Elastic

Get alerts from Elastic into Squadcast (using Watcher Alerting)

Note:

We'll be using Watcher (formerly known as X-Pack Alerting) for getting alerts from Elastic. You need to setup watcher for your elastic cluster. For more information on that, visit Getting Started with Watcher

We'll be using Watcher (formerly known as X-Pack Alerting) for getting alerts from Elastic.

Follow the steps below to configure a service so as to extract its related alert data from Elastic.

Squadcast will then process this information to create incidents for this service as per your preferences.

Using Elastic as an Alert Source

  1. Navigate to Services -> Service Overview -> select or search for your Service. Expand the accordion -> In the Alert Sources section, click Add.

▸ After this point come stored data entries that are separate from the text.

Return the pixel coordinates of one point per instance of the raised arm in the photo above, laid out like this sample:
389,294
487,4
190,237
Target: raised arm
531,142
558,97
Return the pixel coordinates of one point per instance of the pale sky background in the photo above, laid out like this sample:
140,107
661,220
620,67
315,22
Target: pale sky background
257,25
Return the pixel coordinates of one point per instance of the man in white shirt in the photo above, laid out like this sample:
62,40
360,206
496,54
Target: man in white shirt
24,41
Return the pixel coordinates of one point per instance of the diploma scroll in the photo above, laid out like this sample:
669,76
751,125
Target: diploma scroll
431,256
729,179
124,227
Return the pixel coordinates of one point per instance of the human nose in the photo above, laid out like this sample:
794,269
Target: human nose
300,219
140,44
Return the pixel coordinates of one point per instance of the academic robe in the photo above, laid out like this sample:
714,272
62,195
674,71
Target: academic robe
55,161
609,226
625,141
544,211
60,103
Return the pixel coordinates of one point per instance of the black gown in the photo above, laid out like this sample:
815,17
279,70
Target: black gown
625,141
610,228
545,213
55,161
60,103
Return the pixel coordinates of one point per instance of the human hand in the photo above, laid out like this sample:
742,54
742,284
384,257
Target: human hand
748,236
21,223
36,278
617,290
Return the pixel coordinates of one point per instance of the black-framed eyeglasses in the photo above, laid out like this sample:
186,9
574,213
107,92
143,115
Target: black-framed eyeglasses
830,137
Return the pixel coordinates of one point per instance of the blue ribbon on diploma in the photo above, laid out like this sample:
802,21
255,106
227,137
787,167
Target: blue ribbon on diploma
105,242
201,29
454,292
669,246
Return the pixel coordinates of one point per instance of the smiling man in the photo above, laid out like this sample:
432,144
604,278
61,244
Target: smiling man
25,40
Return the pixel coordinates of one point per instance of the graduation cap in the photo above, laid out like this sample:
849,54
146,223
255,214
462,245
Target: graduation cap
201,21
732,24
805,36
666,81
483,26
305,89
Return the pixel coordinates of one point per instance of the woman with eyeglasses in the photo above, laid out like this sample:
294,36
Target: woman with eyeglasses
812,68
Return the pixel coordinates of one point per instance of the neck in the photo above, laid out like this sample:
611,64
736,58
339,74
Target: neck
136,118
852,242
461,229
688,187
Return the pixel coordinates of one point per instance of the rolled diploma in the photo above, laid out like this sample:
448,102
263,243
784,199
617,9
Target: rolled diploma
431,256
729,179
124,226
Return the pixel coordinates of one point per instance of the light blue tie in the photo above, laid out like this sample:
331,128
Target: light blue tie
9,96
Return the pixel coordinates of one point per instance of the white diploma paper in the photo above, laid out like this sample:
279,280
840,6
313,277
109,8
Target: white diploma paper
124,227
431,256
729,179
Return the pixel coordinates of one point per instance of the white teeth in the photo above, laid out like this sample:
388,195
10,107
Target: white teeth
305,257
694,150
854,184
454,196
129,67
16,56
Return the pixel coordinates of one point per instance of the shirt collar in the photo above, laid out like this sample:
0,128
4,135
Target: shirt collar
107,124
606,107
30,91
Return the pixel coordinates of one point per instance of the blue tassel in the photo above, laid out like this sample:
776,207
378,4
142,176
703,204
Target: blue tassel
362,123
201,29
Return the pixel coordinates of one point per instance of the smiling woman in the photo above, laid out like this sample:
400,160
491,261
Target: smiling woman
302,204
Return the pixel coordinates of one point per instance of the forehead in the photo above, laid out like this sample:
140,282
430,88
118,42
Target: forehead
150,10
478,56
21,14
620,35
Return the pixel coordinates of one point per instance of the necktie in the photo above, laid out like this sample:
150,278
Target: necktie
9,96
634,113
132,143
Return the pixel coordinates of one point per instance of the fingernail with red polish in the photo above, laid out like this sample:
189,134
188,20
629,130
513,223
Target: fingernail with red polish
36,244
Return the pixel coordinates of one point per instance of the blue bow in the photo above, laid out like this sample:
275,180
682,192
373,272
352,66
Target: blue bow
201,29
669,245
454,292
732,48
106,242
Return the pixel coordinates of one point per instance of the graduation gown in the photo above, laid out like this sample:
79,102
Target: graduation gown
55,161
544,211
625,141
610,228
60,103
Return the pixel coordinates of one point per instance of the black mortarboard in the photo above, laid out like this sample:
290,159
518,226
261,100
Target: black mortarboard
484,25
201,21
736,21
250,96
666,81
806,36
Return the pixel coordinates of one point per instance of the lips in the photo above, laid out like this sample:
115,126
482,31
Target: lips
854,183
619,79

2. Select Elastic. Copy the displayed Webhook URL to configure it within Elastic. Finish by clicking Add Alert Source -> Done.

Important:

When an alert source turns Active, it’ll show up under Configured Alert Sources. You can either generate a test alert from the integration or wait for a real-time alert to be generated by the Alert Source. An Alert Source is active if there is a recorded incident via that Alert Source for the Service.

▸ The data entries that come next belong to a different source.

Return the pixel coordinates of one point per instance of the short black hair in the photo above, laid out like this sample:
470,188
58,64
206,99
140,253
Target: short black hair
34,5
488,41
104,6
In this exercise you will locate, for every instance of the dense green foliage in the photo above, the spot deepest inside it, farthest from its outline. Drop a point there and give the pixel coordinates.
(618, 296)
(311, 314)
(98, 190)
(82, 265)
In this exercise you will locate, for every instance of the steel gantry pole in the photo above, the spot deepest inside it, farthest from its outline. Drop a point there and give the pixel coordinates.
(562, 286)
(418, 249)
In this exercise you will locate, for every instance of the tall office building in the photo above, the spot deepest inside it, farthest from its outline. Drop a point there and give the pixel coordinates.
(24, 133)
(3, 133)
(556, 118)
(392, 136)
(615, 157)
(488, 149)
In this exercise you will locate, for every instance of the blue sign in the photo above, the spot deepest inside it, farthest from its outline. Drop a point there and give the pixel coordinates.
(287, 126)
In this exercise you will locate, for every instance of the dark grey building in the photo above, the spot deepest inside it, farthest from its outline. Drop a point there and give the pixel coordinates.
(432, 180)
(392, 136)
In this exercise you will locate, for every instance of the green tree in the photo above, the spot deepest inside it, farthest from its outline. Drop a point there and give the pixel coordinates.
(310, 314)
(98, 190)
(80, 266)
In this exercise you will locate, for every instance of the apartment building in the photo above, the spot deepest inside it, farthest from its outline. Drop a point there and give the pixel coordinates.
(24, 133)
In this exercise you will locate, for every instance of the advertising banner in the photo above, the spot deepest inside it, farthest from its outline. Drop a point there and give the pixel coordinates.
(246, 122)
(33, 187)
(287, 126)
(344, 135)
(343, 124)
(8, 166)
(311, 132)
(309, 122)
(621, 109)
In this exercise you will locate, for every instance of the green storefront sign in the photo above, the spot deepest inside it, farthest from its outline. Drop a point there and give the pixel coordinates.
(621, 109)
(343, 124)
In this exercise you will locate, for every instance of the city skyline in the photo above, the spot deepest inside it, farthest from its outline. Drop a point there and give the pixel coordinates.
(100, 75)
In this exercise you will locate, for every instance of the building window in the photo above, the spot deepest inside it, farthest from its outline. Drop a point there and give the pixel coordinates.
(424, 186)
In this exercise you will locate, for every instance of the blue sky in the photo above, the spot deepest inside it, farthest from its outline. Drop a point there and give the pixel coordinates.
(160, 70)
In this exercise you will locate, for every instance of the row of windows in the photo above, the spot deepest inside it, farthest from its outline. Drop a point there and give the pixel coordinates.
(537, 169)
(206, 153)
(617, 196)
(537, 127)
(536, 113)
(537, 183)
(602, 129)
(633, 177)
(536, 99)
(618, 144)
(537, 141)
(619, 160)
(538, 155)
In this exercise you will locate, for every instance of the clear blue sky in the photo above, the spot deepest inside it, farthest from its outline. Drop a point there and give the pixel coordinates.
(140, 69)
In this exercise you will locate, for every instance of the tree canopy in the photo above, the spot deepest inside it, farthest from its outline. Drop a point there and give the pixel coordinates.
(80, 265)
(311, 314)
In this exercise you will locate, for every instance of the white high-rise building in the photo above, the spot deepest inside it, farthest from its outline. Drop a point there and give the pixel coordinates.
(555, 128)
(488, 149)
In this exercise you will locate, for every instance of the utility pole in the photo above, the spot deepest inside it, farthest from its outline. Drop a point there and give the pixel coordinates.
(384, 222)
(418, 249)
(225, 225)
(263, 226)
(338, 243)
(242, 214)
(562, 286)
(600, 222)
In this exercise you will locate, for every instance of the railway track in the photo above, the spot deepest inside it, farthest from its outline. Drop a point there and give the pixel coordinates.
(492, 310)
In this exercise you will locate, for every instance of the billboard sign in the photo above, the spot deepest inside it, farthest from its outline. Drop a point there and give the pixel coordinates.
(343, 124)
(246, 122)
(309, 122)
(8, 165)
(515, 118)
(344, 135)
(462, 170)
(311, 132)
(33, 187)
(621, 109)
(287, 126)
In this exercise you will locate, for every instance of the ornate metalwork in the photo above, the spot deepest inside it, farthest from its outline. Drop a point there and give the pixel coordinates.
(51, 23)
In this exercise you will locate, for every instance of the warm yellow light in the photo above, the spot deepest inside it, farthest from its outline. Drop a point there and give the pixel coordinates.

Create a Squadcast webhook in Elastic

Now given the configurable nature of how Watcher alerting works in Elastic, we can generate our own custom alerts for almost anything we are monitoring in Elastic. Also, the payload JSON to be sent is defined by the user himself.

Note:

  • In this document, we'll go through setting up a watcher for monitoring the Heath of the Elastic Cluster as a sample criterion for triggering alerts.

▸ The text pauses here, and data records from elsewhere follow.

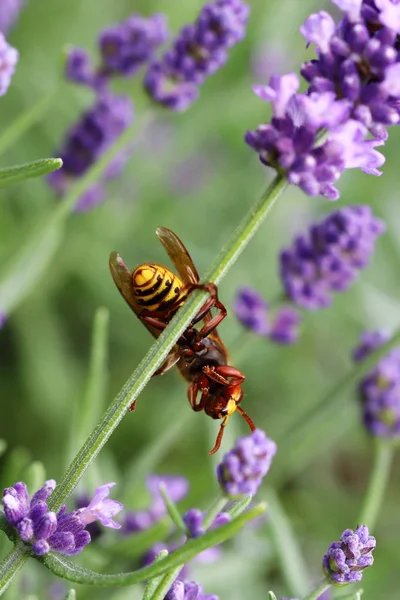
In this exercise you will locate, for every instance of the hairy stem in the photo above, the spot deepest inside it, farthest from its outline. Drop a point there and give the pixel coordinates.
(160, 349)
(384, 453)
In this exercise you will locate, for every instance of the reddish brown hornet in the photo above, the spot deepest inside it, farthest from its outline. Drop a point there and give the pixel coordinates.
(155, 294)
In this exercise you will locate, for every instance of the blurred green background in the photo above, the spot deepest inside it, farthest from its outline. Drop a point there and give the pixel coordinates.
(193, 173)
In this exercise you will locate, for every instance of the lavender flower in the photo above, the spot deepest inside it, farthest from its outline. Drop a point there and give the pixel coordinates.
(370, 341)
(252, 311)
(285, 328)
(126, 47)
(198, 52)
(193, 520)
(329, 256)
(10, 10)
(87, 141)
(358, 60)
(176, 487)
(62, 532)
(79, 68)
(8, 61)
(243, 468)
(188, 590)
(291, 142)
(345, 560)
(379, 390)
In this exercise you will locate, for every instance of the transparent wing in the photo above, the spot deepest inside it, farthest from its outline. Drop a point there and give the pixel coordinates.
(178, 254)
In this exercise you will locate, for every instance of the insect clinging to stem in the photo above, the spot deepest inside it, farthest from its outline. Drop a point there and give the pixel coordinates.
(155, 294)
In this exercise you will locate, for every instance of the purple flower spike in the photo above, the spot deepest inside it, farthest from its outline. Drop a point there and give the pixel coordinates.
(16, 503)
(379, 390)
(176, 487)
(188, 590)
(78, 67)
(126, 47)
(251, 310)
(62, 532)
(291, 142)
(285, 328)
(243, 468)
(370, 341)
(8, 61)
(199, 51)
(101, 508)
(87, 141)
(345, 560)
(9, 12)
(329, 256)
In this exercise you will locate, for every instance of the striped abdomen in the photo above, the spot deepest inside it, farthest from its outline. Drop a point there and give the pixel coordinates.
(157, 289)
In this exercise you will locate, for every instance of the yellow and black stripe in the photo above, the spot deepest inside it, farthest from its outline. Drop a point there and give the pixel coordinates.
(157, 289)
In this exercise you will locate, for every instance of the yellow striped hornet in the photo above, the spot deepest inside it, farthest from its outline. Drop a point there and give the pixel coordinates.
(155, 294)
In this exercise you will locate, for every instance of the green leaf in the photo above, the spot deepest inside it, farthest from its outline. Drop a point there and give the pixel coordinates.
(26, 267)
(136, 544)
(63, 567)
(3, 446)
(292, 563)
(25, 121)
(37, 168)
(30, 259)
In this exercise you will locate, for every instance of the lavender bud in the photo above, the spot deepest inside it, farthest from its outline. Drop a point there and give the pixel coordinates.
(243, 468)
(345, 560)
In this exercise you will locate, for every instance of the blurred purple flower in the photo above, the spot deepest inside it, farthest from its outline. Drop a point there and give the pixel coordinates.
(9, 12)
(285, 327)
(345, 560)
(251, 310)
(62, 532)
(8, 61)
(126, 47)
(291, 142)
(87, 141)
(379, 390)
(370, 341)
(242, 469)
(188, 590)
(329, 256)
(198, 52)
(358, 60)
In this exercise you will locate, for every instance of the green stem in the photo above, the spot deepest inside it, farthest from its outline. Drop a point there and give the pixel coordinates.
(239, 506)
(165, 583)
(62, 567)
(315, 594)
(160, 349)
(172, 510)
(217, 507)
(152, 584)
(384, 453)
(11, 564)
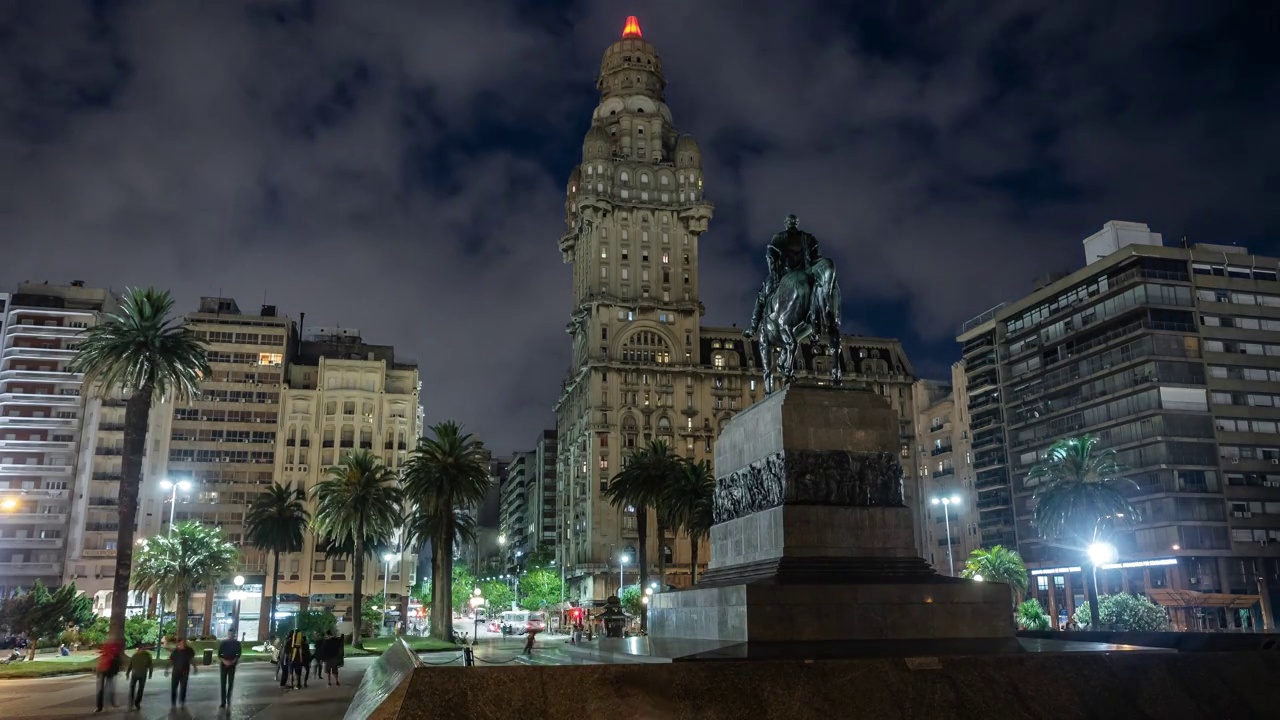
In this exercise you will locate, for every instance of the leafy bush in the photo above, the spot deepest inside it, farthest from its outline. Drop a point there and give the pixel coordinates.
(95, 634)
(631, 604)
(1032, 616)
(312, 623)
(1125, 613)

  • We have assumed that the elasticsearch server is running at http://localhost:9200

  1. Verify that Watcher is set up and running on your server.

Execute the following in your terminal.

curl -X GET 'http://localhost:9200/_watcher/stats?pretty'

You should get a response something like the following

{
  "_nodes" : {
    "total" : 1,
    "successful" : 1,
    "failed" : 0
  },
  "cluster_name" : "elasticsearch_asutoshsahoo",
  "manually_stopped" : false,
  "stats" : [
    {
      "node_id" : "gUpDTNkrQoqQ_ebNakBYEQ",
      "watcher_state" : "started",
      "watch_count" : 6,
      "execution_thread_pool" : {
        "queue_size" : 0,
        "max_size" : 0
      }
    }
  ]
}

2.Verify that the cluster health endpoint is functioning.

Execute the following in your terminal.

curl -X GET 'http://localhost:9200/_cluster/health?pretty'

You should get a response something like the following

{
  "cluster_name" : "elasticsearch_asutoshsahoo",
  "status" : "yellow",
  "timed_out" : false,
  "number_of_nodes" : 1,
  "number_of_data_nodes" : 1,
  "active_primary_shards" : 20,
  "active_shards" : 20,
  "relocating_shards" : 0,
  "initializing_shards" : 0,
  "unassigned_shards" : 1,
  "delayed_unassigned_shards" : 0,
  "number_of_pending_tasks" : 0,
  "number_of_in_flight_fetch" : 0,
  "task_max_waiting_in_queue_millis" : 0,
  "active_shards_percent_as_number" : 95.23809523809523
}

We'll be using the status field in this response to decide whether to send alerts.

if status == 'green':
    send 'RESOLVE'
elif status == 'red':
    send 'TRIGGER'

3.Configure a watch with a Webhook action for Squadcast and use a PUT request to add it to your watcher. NOTE :- Note: The watch below is set to always execute every 10 seconds for testing purposes. In most production environments you will want to update the trigger and condition to only execute the action when there is an issue to reduce noise. You may also want to add a throttle period to your Squadcast action. You can find detailed instructions on configuring each aspect of your watches in the Elastic Watcher Documentation. .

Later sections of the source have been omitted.